A compromise was later reported to be on the cards over the tricky problem over the euro – the word, not the currency.
Four linguistically-unhappy EU member states – Hungary, Slovenia, Malta and Lithuania – now look ready to accept a deal from the European Commission on how to spell euro, the international media reported.
The biggest headache was for the 3.5 million people of Lithuania, who would normally write euras, eurue, eura, euru, eure, eurai, eurams, eurus, eurais and eurose, depending on the word’s function in a sentence. The genitive in particular has caused tempers to fray.
In a letter to the Dutch EU presidency, the Lithuanian government insisted: “The non-inflective form of the term euro is unacceptable to the Lithuanian language.”
But a fifth – Latvia – was still holding out against anything that makes the nation put an “e” and a “u” next to each other.
Surprisingly, the linguistic dispute never figured largely during the many years of negotiations leading up to the five countries, plus five others, joining the European Union – or Eiropas Savienibas in Latvian – last May.

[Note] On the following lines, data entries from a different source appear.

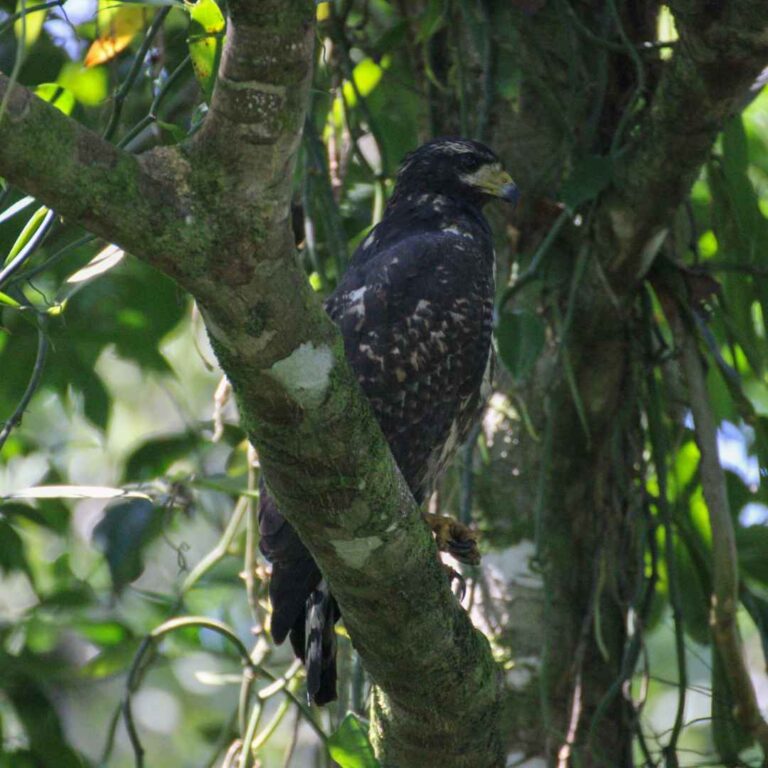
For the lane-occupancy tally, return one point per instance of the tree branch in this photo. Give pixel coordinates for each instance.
(83, 178)
(725, 575)
(722, 49)
(217, 220)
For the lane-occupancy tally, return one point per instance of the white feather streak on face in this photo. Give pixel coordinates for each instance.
(456, 148)
(484, 177)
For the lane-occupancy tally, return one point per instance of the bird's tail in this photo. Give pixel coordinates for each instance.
(320, 649)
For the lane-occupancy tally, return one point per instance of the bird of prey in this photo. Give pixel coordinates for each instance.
(415, 309)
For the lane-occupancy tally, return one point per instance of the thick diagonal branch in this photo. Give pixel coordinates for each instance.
(215, 218)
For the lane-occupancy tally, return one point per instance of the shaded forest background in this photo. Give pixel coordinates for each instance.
(128, 487)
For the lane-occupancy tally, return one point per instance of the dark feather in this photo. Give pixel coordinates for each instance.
(415, 310)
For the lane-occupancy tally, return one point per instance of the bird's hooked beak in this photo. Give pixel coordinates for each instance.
(496, 182)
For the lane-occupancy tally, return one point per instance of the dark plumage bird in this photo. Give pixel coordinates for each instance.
(415, 309)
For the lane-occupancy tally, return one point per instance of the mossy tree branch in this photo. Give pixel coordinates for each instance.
(721, 50)
(214, 215)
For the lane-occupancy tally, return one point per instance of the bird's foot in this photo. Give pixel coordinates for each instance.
(455, 538)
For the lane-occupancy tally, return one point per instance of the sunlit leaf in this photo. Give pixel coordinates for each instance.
(126, 529)
(666, 31)
(117, 28)
(206, 31)
(103, 261)
(520, 335)
(349, 745)
(56, 95)
(17, 207)
(366, 75)
(26, 234)
(9, 301)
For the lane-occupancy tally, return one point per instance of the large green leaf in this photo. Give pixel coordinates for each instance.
(127, 528)
(154, 457)
(521, 335)
(588, 179)
(349, 745)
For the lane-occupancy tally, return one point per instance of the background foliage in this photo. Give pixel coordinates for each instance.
(128, 487)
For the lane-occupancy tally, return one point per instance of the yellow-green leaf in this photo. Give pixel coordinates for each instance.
(117, 28)
(206, 33)
(88, 86)
(31, 24)
(27, 233)
(6, 299)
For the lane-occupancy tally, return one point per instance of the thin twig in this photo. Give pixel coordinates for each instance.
(133, 73)
(34, 383)
(659, 454)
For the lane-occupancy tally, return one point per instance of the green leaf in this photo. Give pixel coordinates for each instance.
(111, 661)
(176, 133)
(752, 545)
(103, 261)
(30, 228)
(349, 745)
(31, 24)
(757, 607)
(127, 529)
(521, 335)
(104, 633)
(74, 492)
(56, 95)
(206, 33)
(11, 549)
(588, 179)
(88, 86)
(154, 458)
(6, 299)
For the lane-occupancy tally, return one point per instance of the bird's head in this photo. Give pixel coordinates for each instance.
(456, 168)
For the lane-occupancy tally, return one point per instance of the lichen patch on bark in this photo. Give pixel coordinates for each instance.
(355, 552)
(305, 373)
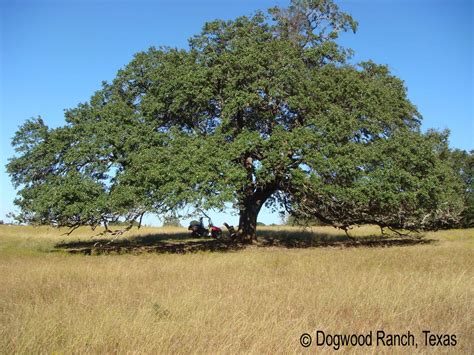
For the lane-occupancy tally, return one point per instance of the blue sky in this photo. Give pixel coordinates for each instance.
(55, 53)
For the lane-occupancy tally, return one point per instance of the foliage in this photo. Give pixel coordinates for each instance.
(463, 164)
(260, 109)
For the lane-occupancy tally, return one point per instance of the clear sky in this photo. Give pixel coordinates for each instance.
(55, 53)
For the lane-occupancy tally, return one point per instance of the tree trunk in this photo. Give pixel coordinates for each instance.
(248, 220)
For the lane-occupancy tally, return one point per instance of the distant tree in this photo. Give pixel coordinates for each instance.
(171, 221)
(259, 110)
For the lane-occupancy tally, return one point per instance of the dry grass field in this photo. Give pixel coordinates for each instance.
(146, 296)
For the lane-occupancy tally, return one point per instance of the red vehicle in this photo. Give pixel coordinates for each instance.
(198, 230)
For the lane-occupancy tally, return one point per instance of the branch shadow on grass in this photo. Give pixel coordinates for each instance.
(173, 243)
(308, 239)
(181, 243)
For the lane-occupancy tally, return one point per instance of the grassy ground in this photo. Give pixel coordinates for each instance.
(253, 300)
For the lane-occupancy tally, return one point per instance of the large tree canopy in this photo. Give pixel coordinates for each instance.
(260, 109)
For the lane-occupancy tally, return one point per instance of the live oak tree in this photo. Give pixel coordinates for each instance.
(259, 110)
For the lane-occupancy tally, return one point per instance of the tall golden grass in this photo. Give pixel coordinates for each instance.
(255, 300)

Now they all say their languages are being insulted by having to use the word “euro” in translations of EU documents – because for them the word is meaningless.
“It’s all a matter of declensions and the use of the genitive,” explained one linguist.
“In some of the new languages which have now come into the EU family, the word euro changes depending on context and whereabouts in the sentence it is.”
“It’s a storm in a tea-cup,” said one EU official as EU ambassadors held a special meeting to talk the language of money.
But it is a storm which threatens to upset the signing of the new Constitutional Treaty in Rome later this month unless the five countries’ objections to the “euro” are resolved.